Uprawa bezorkowa... na temat jej zalet i wad wciąż toczy się gorąca dyskusja, a jedną z podnoszonych kwestii jest moc ciągnika - taka która pracować kultywatorem trzybelkowym po pierwsze odpowiednio głęboko, a po drugie z odpowiednią prędkością. Tutaj zaczynają się schody, ponieważ dla trzymetrowych maszyn w pewnych skrajnych warunkach wymagane jest grubo ponad 200 KM. Kolejną przeszkodą jest masa kultywatora, która w połączeniu z jego długością stanowi nie lada wyzwanie dla możliwości podnośników ciągników oraz możliwości balastowania. Jakie zmiany polski producent wprowadził, aby zredukować zapotrzebowanie na moc kutywatora?
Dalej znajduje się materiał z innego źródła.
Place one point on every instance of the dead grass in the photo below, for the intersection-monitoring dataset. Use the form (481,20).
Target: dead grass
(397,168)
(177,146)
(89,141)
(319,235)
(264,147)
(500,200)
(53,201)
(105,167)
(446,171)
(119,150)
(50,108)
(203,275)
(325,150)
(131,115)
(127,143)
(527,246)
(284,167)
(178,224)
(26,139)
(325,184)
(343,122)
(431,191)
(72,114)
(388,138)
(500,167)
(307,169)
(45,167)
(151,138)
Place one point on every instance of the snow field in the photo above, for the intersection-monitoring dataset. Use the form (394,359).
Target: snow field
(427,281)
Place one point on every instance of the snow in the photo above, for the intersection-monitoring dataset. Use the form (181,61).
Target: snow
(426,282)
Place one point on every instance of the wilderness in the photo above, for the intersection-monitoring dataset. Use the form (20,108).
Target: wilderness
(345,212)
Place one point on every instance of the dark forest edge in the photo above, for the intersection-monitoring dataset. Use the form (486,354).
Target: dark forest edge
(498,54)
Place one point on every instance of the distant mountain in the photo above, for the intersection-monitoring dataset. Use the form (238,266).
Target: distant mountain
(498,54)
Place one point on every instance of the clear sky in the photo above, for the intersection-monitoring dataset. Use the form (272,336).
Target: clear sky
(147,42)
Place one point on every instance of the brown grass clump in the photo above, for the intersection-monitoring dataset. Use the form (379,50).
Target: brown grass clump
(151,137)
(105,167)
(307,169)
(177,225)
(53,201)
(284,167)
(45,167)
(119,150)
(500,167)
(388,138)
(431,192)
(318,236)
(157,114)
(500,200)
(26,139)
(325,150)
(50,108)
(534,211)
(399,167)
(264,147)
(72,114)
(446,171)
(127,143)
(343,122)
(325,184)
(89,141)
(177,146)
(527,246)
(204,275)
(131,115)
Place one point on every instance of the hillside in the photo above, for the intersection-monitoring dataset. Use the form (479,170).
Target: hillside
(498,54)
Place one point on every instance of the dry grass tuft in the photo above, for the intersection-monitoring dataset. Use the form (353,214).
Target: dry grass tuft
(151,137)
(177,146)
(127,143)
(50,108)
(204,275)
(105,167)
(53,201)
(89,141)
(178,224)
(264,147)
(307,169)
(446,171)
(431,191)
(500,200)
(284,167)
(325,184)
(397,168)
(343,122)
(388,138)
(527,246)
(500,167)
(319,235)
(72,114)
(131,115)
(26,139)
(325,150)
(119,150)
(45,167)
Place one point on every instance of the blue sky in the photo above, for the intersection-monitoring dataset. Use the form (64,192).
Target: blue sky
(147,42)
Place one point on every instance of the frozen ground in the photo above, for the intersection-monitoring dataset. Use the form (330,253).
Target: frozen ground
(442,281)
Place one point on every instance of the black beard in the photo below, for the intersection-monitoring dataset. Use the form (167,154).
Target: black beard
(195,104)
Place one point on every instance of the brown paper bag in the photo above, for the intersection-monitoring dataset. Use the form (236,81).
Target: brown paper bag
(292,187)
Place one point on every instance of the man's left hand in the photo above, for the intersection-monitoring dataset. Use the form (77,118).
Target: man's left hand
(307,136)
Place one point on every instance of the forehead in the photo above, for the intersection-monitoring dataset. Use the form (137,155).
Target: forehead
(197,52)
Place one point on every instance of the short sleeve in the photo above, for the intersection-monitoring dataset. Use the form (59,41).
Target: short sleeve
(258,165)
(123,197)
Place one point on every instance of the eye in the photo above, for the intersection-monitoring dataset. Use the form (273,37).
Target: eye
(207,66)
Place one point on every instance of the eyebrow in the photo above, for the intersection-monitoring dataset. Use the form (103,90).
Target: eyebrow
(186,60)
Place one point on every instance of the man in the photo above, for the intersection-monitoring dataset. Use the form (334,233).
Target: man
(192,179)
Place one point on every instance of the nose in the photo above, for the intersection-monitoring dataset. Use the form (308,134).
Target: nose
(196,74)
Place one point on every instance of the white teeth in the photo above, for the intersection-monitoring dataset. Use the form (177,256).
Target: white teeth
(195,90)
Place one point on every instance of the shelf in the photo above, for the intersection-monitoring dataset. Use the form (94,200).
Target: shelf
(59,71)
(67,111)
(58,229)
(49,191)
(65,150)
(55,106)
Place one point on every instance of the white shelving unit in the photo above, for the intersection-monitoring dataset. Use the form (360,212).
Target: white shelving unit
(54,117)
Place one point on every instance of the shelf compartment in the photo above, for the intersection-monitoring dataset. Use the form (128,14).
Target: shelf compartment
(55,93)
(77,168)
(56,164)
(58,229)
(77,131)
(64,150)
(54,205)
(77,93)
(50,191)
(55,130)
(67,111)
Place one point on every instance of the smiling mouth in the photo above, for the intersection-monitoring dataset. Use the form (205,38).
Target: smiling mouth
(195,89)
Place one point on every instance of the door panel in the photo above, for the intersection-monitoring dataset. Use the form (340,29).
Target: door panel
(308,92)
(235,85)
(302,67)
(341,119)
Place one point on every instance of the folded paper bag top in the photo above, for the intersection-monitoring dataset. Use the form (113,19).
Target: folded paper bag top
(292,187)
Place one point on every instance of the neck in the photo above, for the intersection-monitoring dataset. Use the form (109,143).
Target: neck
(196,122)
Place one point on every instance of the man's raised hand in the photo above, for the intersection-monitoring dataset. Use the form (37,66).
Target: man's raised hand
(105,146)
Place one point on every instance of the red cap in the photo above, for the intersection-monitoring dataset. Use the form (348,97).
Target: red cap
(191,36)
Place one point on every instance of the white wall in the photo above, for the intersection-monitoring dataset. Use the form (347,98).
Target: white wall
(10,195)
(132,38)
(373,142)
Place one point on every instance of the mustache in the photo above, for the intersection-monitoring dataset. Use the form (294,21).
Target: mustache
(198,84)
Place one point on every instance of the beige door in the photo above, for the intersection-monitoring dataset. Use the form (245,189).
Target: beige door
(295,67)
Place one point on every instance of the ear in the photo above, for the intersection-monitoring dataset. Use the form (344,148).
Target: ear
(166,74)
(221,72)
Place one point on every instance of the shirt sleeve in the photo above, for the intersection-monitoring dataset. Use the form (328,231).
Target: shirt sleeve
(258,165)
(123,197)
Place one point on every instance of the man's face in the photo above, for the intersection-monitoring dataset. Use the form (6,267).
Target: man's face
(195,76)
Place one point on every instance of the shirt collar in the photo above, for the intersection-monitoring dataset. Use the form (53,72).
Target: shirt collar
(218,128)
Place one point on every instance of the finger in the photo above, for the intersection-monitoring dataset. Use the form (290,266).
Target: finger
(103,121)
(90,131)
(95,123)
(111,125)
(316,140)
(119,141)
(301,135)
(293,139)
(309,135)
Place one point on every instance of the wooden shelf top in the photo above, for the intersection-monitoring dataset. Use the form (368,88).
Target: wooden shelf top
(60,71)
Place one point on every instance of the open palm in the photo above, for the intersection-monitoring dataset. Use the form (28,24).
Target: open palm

Serce kultywatora? Słupica!
Tu zmiany dotyczą kilku zasadniczych części maszyny. W wersji Premium standardowe dłuta ze stali borowej przykręcane są teraz na dwie śruby, z jednej strony to więcej czasu które trzeba poświęcić na wymianę, ale co istotne to solidne zamocowanie głównego elementu roboczego kultywatora, który szczególnie w pracy na głęboko jest poddawany ogromnym naprężeniom. Skoro już o nich mowa, nie sposób nie wspomnieć o zabezpieczeniu zęba. W prezentowanym kultywatorze było ono mechaniczne, a główną siłę uderzenia przyjmuje nie jedna, a dwie sprężyny, które jak informuje producent w nowej wersji kultywatora dyponują siłą wyzwolenia na poziomie 600 kilogramów. Kilka słów warto poświęcić modułowej konstrukcji ramy, ponieważ w przypadku kiedy warunki w polu są ciężkie, np. panuje susza i cieżko spulchnić spieczoną słońcem glebę można zdemontować skrajne słupice kultywatora przez co tym samym ułatwić ciągnikowi pracę na oczekiwaną głębokość roboczą przy zachowaniu optymalnej prędkości jazdy.
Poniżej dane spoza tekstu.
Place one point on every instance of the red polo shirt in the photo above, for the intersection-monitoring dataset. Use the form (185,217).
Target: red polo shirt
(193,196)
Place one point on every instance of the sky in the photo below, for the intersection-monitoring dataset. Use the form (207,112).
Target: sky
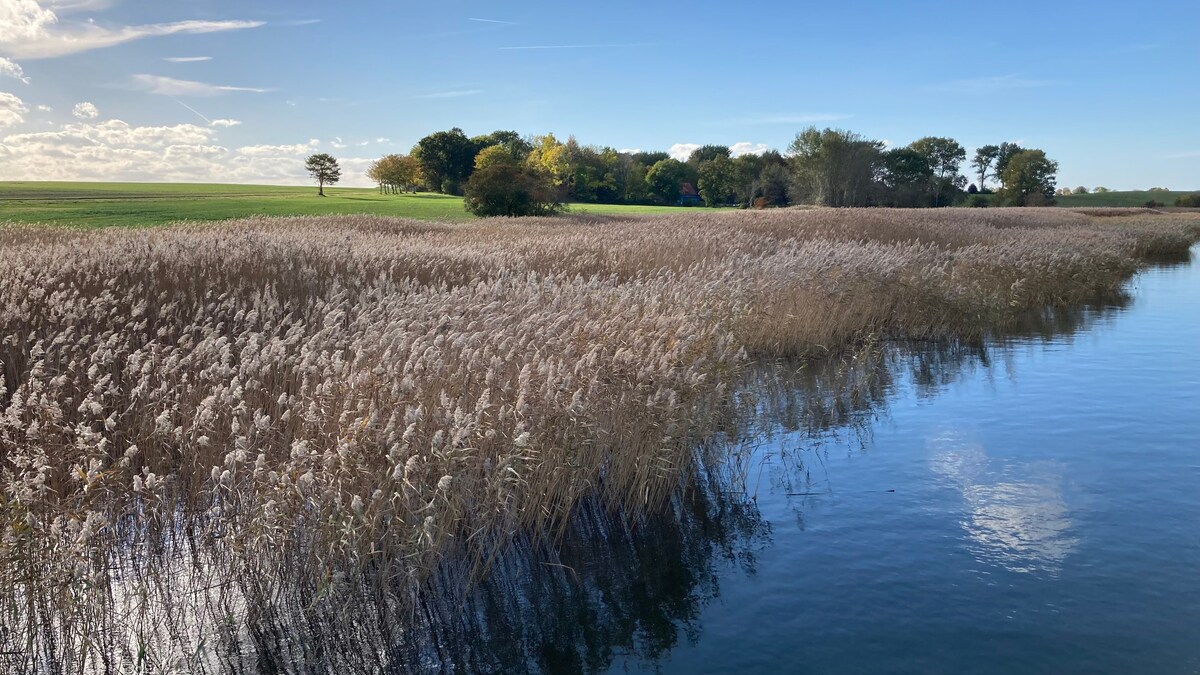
(222,91)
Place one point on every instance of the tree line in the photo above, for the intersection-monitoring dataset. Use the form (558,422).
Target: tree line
(828,167)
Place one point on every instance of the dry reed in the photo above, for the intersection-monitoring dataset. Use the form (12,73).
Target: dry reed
(357,404)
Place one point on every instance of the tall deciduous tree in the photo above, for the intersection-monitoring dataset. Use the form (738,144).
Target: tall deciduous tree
(495,155)
(982,162)
(324,169)
(510,190)
(664,179)
(834,167)
(550,156)
(718,180)
(1005,153)
(945,156)
(448,157)
(707,154)
(906,175)
(1029,179)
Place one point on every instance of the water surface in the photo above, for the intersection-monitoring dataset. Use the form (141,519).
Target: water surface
(1035,508)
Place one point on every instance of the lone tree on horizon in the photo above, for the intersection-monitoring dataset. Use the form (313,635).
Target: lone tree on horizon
(323,167)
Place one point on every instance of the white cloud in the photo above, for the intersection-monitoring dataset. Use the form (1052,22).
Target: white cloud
(682,150)
(13,70)
(85,111)
(786,119)
(185,153)
(12,109)
(455,94)
(747,148)
(30,30)
(172,87)
(275,150)
(67,6)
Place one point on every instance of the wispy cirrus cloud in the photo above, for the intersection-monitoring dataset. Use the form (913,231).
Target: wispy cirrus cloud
(31,29)
(747,148)
(85,111)
(451,94)
(785,119)
(12,109)
(682,150)
(585,46)
(993,83)
(13,70)
(172,87)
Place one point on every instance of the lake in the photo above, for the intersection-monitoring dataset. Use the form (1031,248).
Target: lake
(1033,507)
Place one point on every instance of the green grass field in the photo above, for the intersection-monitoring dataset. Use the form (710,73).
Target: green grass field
(106,204)
(137,204)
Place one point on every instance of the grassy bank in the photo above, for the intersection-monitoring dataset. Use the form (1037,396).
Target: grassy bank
(357,405)
(107,204)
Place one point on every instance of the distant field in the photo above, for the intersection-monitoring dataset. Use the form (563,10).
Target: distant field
(106,204)
(1133,198)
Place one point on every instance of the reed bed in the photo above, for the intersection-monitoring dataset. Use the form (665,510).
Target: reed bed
(359,406)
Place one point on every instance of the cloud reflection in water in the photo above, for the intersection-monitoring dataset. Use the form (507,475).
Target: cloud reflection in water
(1020,523)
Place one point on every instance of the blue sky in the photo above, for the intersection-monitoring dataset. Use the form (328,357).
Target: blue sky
(240,91)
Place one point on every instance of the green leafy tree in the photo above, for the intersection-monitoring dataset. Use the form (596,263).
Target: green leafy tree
(550,156)
(324,169)
(664,180)
(983,161)
(834,167)
(906,175)
(1188,201)
(649,159)
(718,180)
(448,159)
(511,190)
(945,156)
(707,154)
(772,187)
(1005,153)
(1029,179)
(395,173)
(495,155)
(511,141)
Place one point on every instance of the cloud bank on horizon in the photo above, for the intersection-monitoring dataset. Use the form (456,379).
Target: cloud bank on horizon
(222,91)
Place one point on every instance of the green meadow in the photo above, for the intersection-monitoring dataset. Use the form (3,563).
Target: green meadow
(106,204)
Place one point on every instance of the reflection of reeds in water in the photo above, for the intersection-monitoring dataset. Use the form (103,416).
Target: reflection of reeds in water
(357,412)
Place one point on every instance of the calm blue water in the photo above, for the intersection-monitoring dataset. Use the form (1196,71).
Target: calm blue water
(1045,517)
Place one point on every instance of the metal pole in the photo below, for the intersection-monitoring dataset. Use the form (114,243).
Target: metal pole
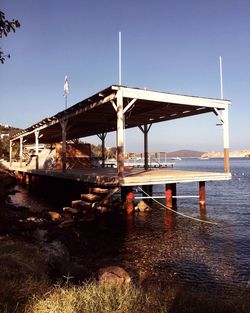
(120,136)
(226,141)
(21,152)
(221,80)
(10,152)
(120,58)
(37,145)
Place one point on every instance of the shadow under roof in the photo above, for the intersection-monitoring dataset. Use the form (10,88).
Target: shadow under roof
(97,114)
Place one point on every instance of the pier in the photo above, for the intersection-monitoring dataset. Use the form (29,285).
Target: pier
(116,109)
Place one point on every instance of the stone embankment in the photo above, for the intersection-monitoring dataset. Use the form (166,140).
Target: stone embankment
(6,180)
(233,154)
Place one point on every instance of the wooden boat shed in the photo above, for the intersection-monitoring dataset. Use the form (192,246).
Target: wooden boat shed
(115,109)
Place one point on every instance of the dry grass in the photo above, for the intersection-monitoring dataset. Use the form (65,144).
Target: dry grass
(25,288)
(90,297)
(22,273)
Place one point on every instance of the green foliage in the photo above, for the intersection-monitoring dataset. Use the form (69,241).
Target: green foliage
(5,28)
Talerze wyrównujące i wał...
...a w zasadzie jeden z ponad trzydziestu do wyboru, bowiem taką gamą wałów może pochwalić się wielkopolski producent. W prezentowanym modelu zamontowano wał daszkowy ze wspawanymi zabierakami, które mają za zadanie poprawić trakcję wału. Kultywator U436 Premium charakeryzuje się tym, że wał wraz z sekcją talerzy wyrównujących znajdują się nieco bliżej zębów co skraca maszynę powodując mniejsze obciążenie podnośnika oraz samego ciągnika. Belka z talerzami jest regulowana poprzez prostą korbę z możliwością blokady jej położenia na czas pracy. Nazwa Premium zobowiązuje, więc w standardowym wyposażeniu mamy hydrauliczną regulację głębokości pracy wraz z dużą skalą ułatwiającą kontrolę nad tym paramentem. Poprawiono również mocowanie oświetlenia roboczego kultywatora, dodano gumowe podkładki które tłumią drgania jakie generowane są podczas pracy, ma to zapewnić dłuższą żywotność konstukcji stelażu dla oświetlenia.